1. 14

  2. 3

    I wanted to ask the rationale behind the jitter, but I googled a bit. If you have a large number of clients connecting at roughly the same time and they wait the same amount of time before trying again, of course all clients will try again at roughly the same time, so you will probably have the same problem again. In the article the perspective is mostly from a single client so this didn’t directly come to mind, but it seems super obvious now.

    1. 2

      This is known as the Thundering Herd problem.


      1. 1

        Coincidentally, I’ve read about this phenomenon a couple of times in the past few days.

    2. 1

      I remember, about 18 years ago, finding the following comment before the definitions of the factor and jitter constants in Twisted’s ReconnectinClientFactory:

          # Note: These highly sensitive factors have been precisely measured by
          # the National Institute of Science and Technology.  Take extreme care
          # in altering them, or you may damage your Internet!
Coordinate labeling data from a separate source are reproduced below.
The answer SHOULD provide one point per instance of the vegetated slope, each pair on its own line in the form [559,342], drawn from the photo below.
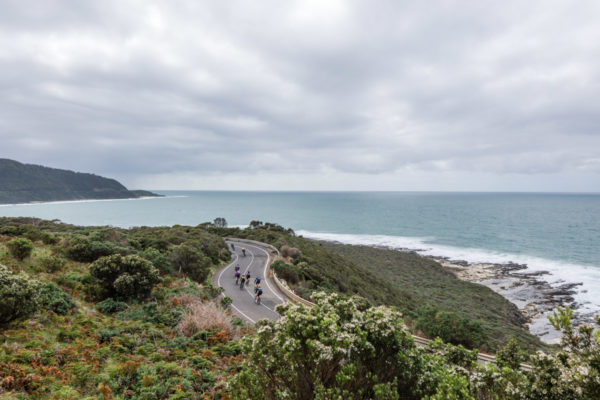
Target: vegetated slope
[428,295]
[21,183]
[76,343]
[430,285]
      That comment’s still there. No, I didn’t quote it from memory.

      I just wish there had also been a warning in there about the maxDelay constant. But then, even having read this article, I think maybe a maxDelay of 3600 seconds (1 hour) is too much. I remember first shortening that constant in a project about 16 years ago, where the connection wasn’t between two services, but between a user’s home PC and a server, in a product that allowed users to access their home PCs remotely. I was pretty sure that a maximum delay of an hour was too much in that case.

      But then a few years later, in a project where I didn’t use Twisted, I screwed up the retry behavior in a more prosaic scenario where a desktop app was trying to send an HTTP request to the server. (Yeah, singular server; no load balancer yet.) I don’t think I even did exponential backoff, let alone with jitter. I’m pretty sure that screw-up was at least partly responsible for having to move to higher-end hosting a few months after that product was released.

      1. 2

        Yeah, that comment is not obviously enough a joke, given its attachment to one of the most twisty bits of code in the code base. These days my first recourse when faced with use of ReconnectingClientFactory is to rewrite it as a loop that uses eendpoints.This invariably fixes more bugs than it creates.

        The newer backoffPolicy has less jokey defaults.

      2. 1

        With today’s modern technology, any kid can put a quick mock-up together with Django, React, and MongoDB to store recipes and retrieve them by various attributes.

        I think the author is the same person who writes job openings: “We are looking for a starter with at least 3 years of experience with Django, React, MongoDB, microservices, devops, UX design, and MVC frameworks. You should also have experience with payment systems and be super passionate about dogfood.”.

        1. 1

          hmmm, dog food!